# Best headers for my 06



## GuatoLT1 (Jul 22, 2009)

So i have a 2006. And im looking into headers and i see that most everything is around $1000+. I saw pacesetters performance longtube (ceramic coated) for $456. Just wondering the quality and if there worth it, or should i just wait and spend the money and get brand name. Even though pacestter has been around forever just wondering the quality. Thanks for the help.


----------



## 87GN06GTO07IRL (Aug 10, 2009)

I'd go with Kooks or American Racing over Rustsetters.


----------



## GM4life (Mar 18, 2007)

Pacesetters are made from mild steel while most others are stainless.


----------



## jpalamar (Jul 22, 2008)

Kooks if you want them to look pritty and have an extra $500 to gain a few extra HP.

Pacesetter if your on a budget and its OK to not have a few HP and save alot of money.

Maryland Speed has some good deals going on right now. Either route, you will want a to get tuned as well.


----------



## dustyminpin (Jun 19, 2006)

The price is pretty much based on what they are made out of. T304 stainless is best. That is what Kooks is made out of and I also believe Dynatech and American Racing are made out of that as well. SLP is stainless but of not quite as good of a grade, can't remember what the lettering is off the top of my head. If you want wow factor, go with Kooks. I've got Kooks SS headers and believe it or not, it's one of the first things people notice and compliment when I pop the hood at cruise-ins (that and the FAST LSXR 102mm LS3 intake manifold, kind of hard to miss that). 

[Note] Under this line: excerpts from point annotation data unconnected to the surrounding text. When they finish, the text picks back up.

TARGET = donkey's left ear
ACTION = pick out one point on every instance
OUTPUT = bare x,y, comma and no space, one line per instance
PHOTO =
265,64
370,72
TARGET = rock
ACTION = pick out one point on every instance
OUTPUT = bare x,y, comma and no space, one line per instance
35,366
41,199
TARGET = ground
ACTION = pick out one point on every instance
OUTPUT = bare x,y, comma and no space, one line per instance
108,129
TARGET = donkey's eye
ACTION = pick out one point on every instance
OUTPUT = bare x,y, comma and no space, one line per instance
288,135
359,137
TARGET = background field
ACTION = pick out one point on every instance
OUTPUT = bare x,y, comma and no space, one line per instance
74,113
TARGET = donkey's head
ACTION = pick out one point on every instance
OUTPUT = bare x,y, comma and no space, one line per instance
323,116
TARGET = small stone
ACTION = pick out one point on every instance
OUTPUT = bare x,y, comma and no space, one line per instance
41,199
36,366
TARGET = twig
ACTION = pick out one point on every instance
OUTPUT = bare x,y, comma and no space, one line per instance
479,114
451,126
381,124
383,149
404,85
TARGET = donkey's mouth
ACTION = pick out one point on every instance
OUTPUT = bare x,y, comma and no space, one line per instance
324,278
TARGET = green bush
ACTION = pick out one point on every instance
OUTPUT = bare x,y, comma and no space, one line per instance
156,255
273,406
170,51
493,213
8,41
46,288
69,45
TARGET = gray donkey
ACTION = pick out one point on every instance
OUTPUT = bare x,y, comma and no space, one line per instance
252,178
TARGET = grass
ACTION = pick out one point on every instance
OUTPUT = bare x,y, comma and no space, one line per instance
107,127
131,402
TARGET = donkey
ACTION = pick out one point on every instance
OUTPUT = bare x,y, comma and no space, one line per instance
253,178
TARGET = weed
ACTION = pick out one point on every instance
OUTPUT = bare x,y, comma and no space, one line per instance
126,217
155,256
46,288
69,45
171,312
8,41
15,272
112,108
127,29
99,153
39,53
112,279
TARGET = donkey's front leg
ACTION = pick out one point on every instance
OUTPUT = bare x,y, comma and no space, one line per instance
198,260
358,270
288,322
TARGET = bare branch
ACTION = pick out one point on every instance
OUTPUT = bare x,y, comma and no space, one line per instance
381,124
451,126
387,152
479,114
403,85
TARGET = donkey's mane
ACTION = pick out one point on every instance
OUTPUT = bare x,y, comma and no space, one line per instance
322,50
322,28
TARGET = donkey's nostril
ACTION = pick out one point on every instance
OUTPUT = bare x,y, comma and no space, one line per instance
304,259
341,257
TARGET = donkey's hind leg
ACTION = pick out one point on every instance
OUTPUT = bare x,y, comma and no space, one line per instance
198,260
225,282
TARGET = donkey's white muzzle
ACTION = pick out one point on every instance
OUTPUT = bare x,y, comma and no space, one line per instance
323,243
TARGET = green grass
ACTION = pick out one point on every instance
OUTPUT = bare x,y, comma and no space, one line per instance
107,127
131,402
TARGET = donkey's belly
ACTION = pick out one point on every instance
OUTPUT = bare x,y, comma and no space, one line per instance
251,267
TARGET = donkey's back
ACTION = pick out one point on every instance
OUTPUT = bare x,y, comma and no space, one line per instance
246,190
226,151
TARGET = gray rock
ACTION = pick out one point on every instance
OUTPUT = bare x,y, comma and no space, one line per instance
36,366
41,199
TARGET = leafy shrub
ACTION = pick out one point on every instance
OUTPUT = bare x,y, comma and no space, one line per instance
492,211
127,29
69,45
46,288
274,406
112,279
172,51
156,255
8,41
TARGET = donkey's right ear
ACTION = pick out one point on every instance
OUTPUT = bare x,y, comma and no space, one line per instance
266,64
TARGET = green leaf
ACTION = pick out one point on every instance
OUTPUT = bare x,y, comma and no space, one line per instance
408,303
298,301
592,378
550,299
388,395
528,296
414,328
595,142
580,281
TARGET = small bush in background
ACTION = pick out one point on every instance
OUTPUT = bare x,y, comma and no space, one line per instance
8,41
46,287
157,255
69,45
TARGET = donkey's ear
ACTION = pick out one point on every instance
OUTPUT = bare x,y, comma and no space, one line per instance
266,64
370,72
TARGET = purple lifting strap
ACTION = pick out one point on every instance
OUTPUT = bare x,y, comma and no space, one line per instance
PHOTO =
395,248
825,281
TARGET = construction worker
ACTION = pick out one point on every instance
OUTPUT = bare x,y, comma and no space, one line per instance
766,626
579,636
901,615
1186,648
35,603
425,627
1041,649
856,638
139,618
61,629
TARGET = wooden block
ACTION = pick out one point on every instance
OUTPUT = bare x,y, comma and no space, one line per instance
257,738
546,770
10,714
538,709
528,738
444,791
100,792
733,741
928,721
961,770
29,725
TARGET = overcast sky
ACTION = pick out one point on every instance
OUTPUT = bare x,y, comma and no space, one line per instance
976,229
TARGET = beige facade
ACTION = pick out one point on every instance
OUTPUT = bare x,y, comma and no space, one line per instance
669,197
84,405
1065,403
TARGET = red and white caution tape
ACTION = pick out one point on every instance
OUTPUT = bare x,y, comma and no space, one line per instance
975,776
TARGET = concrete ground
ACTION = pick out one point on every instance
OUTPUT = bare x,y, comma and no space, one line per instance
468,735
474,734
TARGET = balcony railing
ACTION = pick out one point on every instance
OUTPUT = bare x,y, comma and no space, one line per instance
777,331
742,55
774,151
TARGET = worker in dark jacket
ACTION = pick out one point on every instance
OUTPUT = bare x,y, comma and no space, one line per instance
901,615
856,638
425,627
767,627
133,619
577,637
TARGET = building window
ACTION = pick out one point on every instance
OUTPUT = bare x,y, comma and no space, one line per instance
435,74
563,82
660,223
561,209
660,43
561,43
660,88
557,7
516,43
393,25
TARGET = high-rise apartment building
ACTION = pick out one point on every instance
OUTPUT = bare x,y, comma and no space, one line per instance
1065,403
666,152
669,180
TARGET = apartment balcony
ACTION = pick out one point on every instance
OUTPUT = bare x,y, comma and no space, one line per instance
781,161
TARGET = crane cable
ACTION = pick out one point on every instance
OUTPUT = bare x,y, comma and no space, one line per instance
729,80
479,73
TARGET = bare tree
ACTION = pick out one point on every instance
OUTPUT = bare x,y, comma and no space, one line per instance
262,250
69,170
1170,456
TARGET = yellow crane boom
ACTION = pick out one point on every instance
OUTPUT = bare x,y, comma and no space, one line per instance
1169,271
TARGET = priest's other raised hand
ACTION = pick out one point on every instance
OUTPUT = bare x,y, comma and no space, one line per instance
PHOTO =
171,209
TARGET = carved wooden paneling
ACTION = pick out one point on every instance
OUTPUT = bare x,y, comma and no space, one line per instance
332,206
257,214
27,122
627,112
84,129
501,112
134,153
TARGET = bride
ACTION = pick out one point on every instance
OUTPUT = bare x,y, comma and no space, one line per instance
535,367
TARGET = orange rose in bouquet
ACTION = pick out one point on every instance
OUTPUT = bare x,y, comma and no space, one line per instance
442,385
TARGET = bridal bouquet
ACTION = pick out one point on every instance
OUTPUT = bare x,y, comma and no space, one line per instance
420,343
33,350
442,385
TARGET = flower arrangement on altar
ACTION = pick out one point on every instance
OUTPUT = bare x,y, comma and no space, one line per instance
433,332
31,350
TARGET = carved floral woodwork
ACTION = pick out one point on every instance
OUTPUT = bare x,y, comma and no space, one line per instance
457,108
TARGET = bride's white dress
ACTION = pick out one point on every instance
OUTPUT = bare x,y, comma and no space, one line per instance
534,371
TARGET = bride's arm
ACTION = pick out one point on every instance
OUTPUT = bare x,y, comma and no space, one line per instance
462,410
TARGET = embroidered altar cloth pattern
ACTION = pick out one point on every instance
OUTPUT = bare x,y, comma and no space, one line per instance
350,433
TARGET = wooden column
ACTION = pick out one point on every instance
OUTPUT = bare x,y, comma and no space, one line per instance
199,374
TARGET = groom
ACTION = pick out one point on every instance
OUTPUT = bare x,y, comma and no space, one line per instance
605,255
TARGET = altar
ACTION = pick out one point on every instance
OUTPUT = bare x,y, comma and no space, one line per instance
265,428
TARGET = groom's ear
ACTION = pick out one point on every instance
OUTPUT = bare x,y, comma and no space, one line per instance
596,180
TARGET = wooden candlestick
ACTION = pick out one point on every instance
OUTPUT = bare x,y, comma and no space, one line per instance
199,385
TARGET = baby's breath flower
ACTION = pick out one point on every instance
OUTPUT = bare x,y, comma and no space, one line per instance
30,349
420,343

I saw that Borla makes headers for the new Camaro now, not sure if they have them for our application, but they use T304 as well and are TOP notch in everything they put their hands on.


----------



## svede1212 (Nov 1, 2005)

dustyminpin said:


> The price is pretty much based on what they are made out of. T304 stainless is best. That is what Kooks is made out of and I also believe Dynatech and American Racing are made out of that as well. SLP is stainless but of not quite as good of a grade, can't remember what the lettering is off the top of my head. If you want wow factor, go with Kooks. I've got Kooks SS headers and believe it or not, it's one of the first things people notice and compliment when I pop the hood at cruise-ins (that and the FAST LSXR 102mm LS3 intake manifold, kind of hard to miss that).
> 
> I saw that Borla makes headers for the new Camaro now, not sure if they have them for our application, but they use T304 as well and are TOP notch in everything they put their hands on.


Altho SS is a little harder to work with and it does cost a little more I doubt that they have $500-$800 more in steel costs in the better ones. It's just like everything else. To get a little better you have to pay a lot more. That said I'd get the one with the best deal you can find in a stainless set. At the time I got mine SLP had a killer deal. I paid $900 for the LTs and midpipes. They've held up well over the last 4 years and on my car at least you have to look down to even see them very well. The power difference in the best, Kooks Signature, isn't that significant


----------



## B-ville Goat (Oct 5, 2008)

I have PaceSetters and think they are great. They fit great on my car and no rust yet, but my car is also a garage queen. It has been caught in the rain twice since the install though... Definitely get the coated ones since they are mild steel. If your car is a daily driver you may want to spend the extra for stainless, ARH and Kooks are the best.


----------